Community Detection on Model Explanation Graphs for Explainable AI
Ehsan Moradi
TL;DR
This work introduces Modules of Influence (MoI), a graph-based framework that converts per-instance feature attributions into a feature–feature co-influence graph and then applies community detection to discover Modules of Influence among features. MoI provides module-level auditing metrics—synergy, redundancy, bias exposure, and stability—and an evaluation protocol on synthetic and real tabular data, enabling targeted interventions, fairness auditing, and model compression without sacrificing predictive performance. By shifting focus from individual feature importance to meso-scale communities, MoI enables more stable debugging, interpretable governance actions, and actionable insights for bias localization and data collection priorities.
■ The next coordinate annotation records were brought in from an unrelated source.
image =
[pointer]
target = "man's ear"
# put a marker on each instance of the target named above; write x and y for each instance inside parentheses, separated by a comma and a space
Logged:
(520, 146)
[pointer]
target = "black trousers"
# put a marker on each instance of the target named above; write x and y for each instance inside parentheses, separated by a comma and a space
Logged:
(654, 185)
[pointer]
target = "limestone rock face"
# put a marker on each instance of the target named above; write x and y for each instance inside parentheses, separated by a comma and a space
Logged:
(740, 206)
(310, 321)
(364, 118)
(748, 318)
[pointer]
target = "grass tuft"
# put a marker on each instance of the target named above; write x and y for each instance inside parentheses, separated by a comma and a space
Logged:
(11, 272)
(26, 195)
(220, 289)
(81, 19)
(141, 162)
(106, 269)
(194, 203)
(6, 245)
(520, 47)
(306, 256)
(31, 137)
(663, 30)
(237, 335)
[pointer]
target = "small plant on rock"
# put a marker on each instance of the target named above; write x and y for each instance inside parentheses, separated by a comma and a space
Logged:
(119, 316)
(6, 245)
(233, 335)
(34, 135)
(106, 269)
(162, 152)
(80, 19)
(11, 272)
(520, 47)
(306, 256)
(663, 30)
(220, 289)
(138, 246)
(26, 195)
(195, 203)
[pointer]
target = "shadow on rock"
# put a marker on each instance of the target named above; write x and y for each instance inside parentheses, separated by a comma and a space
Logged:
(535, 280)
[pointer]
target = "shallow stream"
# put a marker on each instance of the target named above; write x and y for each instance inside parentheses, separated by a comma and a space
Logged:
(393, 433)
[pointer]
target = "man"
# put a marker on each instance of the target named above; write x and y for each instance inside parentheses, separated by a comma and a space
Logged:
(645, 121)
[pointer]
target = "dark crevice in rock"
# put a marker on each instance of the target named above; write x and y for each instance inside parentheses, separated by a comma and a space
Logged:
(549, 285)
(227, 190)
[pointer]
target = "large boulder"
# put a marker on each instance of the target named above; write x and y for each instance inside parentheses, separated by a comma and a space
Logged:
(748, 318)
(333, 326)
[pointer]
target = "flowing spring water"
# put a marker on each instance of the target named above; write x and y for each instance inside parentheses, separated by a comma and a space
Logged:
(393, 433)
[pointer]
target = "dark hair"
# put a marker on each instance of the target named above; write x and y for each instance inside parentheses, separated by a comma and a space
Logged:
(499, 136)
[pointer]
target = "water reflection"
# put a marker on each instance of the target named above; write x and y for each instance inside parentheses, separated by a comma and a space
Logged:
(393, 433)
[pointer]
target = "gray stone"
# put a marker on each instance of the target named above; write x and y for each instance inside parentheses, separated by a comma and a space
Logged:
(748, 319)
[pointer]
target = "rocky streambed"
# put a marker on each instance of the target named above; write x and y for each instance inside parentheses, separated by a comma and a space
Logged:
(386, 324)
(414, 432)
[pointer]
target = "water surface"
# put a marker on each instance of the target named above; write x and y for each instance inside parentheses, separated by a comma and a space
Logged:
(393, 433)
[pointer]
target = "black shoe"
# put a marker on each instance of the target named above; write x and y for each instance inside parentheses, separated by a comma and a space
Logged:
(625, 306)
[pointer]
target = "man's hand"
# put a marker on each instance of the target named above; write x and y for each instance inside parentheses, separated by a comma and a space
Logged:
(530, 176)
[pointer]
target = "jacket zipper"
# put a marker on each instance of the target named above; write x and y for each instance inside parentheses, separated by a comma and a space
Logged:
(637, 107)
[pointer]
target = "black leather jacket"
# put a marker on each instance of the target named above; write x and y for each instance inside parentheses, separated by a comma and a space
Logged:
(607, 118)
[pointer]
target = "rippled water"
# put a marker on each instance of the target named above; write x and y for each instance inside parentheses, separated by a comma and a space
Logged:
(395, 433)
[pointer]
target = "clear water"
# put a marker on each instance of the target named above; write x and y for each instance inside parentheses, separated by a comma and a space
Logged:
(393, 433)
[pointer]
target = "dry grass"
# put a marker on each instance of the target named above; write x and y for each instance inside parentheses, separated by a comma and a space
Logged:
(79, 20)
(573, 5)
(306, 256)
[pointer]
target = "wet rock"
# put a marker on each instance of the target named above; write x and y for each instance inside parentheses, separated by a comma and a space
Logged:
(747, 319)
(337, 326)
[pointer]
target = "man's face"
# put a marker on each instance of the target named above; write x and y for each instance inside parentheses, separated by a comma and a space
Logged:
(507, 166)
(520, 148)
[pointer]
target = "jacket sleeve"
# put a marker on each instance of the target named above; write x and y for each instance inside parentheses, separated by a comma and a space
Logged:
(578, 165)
The approach is attribution-agnostic, scalable, and designed with responsible release in mind, offering visualization and reporting tools that translate complex graph structures into decision-ready dashboards for practitioners and policymakers.
Abstract
Feature-attribution methods (e.g., SHAP, LIME) explain individual predictions but often miss higher-order structure: sets of features that act in concert. We propose Modules of Influence (MoI), a framework that (i) constructs a model explanation graph from per-instance attributions, (ii) applies community detection to find feature modules that jointly affect predictions, and (iii) quantifies how these modules relate to bias, redundancy, and causality patterns. Across synthetic and real datasets, MoI uncovers correlated feature groups, improves model debugging via module-level ablations, and localizes bias exposure to specific modules. We release stability and synergy metrics, a reference implementation, and evaluation protocols to benchmark module discovery in XAI.